The underground factor is not only a necessary stage of any developing creative culture, but also seems to be the hip factor much of our easily-bored generation seeks and values today. For creatives underground element harbors the no hustle, no bullshit sentiment that often doesn’t come with more organized event spaces. For those interested in the scene, it harbors a level of authenticity of something new about to be born. Yet, by commercializing areas in our city, leaving very little of these pockets readily accessible to those who need it, it is not unreasonable to think that gentrification presents certain drawbacks.

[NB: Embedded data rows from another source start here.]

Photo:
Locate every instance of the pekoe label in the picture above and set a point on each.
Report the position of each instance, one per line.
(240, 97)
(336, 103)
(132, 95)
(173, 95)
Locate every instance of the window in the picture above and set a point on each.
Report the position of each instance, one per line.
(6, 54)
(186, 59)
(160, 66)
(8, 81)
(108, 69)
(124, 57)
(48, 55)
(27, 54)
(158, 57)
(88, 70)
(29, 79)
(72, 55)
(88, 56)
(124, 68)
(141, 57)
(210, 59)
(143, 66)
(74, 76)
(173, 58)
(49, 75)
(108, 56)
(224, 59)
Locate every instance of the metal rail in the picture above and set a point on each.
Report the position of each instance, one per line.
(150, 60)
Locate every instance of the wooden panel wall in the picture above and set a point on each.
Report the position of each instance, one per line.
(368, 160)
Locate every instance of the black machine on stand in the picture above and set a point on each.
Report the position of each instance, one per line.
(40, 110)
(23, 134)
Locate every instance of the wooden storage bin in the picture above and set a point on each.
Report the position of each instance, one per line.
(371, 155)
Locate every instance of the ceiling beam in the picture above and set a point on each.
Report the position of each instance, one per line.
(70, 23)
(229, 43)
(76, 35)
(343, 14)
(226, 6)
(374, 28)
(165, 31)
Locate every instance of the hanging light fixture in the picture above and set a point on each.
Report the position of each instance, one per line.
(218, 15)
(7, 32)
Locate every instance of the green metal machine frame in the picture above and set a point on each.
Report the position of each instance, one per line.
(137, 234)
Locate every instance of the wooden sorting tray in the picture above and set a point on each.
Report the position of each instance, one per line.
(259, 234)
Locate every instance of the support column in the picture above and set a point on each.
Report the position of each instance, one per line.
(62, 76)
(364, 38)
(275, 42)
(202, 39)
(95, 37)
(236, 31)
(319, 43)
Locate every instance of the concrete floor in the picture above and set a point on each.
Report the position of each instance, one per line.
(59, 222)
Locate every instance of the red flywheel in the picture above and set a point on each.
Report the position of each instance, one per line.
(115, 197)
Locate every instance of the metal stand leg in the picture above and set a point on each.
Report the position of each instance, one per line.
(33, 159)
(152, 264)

As Lehrer pointed out, knowledge spillovers are more likely to occur in areas with reasonable rent prices and spaces that pool a diversity of people for different reasons. Kristjan, Justin, Jason, David and Greg are some of the individuals who have recently gravitated to Geary Avenue, for what at first seem to be different reasons. However upon a closer examination while they were following their own intuition, they increased the chance of Geary Avenue becoming the next enclave for cultural development – the birthing of this enclave is already happening, you just gotta look away from King West to appreciate it. “I’m not against gentrification at all. If a low rise was built here, I’d probably be curious but there’s use for these raw spaces that perhaps is not considered by the city’s developers” adds David. With this sentiment in mind, I left Geary Ave that evening wondering what the optimal solution is for a city like Toronto to continue provide the necessary environment for cultural expansion without compromising its growth and regeneration.